Playoff Numbers

 Written by Tim Kreutzfeldt

 @kjackmansports, facebook.com/jackmansports, jackmansports@yahoo.com

76:   Marc Gasol and Zach Randolph’s combined field goal percentage against San Antonio in game 1.

Say what you want about Manu Ginobli’s injury hurting the West’s top seed, but the bigger problem for the Spurs right now seems to be their frontcourt. The veteran combination of Tim Duncan and Antonio McDyess combined with Dejaun Blair’s hyper-energetic from the bench looked to be San Antonio’s defensive key to victory against the Grizz. The failure of this plans foreshadows serious problems for the Spurs as the first round rolls on.
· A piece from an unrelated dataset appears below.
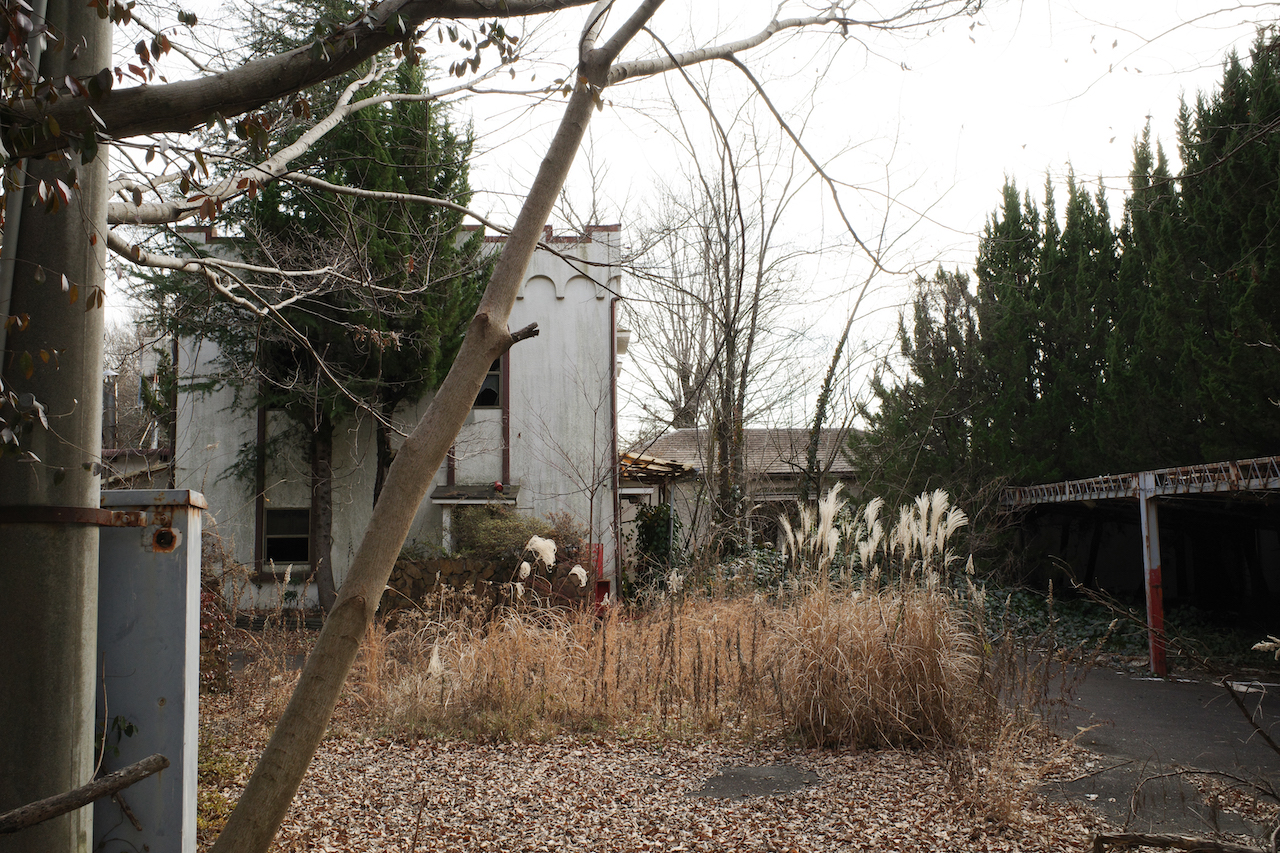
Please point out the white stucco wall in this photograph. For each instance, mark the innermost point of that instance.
(561, 425)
With the Memphis big men completely dismantling San Antonio in game 1, the rest of the series looks somewhat bleak for the Spurs. Considering Tony Parker and George Hill will be faced with the challenge of keeping up with Mike Conley and Tony Allen (John Hollinger’s pick for Most-Improved Player), Popovich’s club may be out-matched in this series.

30:   the number of a certain player New Orleans apparently doesn’t need to take down the reigning champs at the Staples Center. Analysts may have overemphasized the absence of David West for the Hornets, as Chris Paul seemed pretty comfortable leading the team to victory without him.

The problem with defending the Hornets is that even without West, all five players in the adjusted starting five averaged double digits in points during the regular season. New Orleans got valuable—although somewhat unlikely—production out of Jarret Jack, Aaron Gray and Carl Landry, in game 1, leading to a resounding, “Where did this guy come from?” out of L.A.

Pau Gasol may be wishing he could defend West for the rest of the series, because the ease with which Paul scored in his face on mismatches in the late-game was pretty astounding. Then again, Paul is arguably a mismatch for whoever is guarding him. More episodes of the Kobe-CP3 show are probably to come in game 2.

20: the number of points Magic players not named Dwight Howard or Jameer Nelson scored against their Southeast rival Hawks in game 1. This stands in stark contrast to Atlanta’s five players scoring in double figures that combined to shoot the lights out of the gym at a 53% clip.

Hats off to the Hawks’ defense for rendering Hedo Turkoglu and Jason Richardson completely useless. However, whatever Atlanta coach Larry Drew’s goal was in rotating five different centers onto Howard for the night, it definitely didn’t work. Howard scored 46 points on 16-23 shooting and got 22 shots from the charity stripe.

For a team that lives and dies by the jump-shot, Atlanta may have consistency troubles keeping up with Orlando for the rest of the series. Look for continued Howard domination and some more effort out of Orlando’s role players in game 2.

0: the number of field goals made by Carmelo Anthony in the fourth quarter of game 1 against the Celtics. Anthony scored a total of 3 points in the entire second half, and only 1 of those points came in the fourth quarter.

 New York fans have good reason to be frustrated with their recent acquisition that was supposed to launch them to the top of the East. Anthony’s 5-18 shooting performance on the night was far from clutch, and total reliance on Amare Stoudemire won’t give the Knicks any ground over Boston’s big 4 any day.

 With Chauncey Billups likely watching game 2 from the sidelines, more shooting woes for Melo will certainly spell another defeat for the Knicks. Yet, for arguably the best jump-shooter in the NBA, you never know what kind of production you’ll get.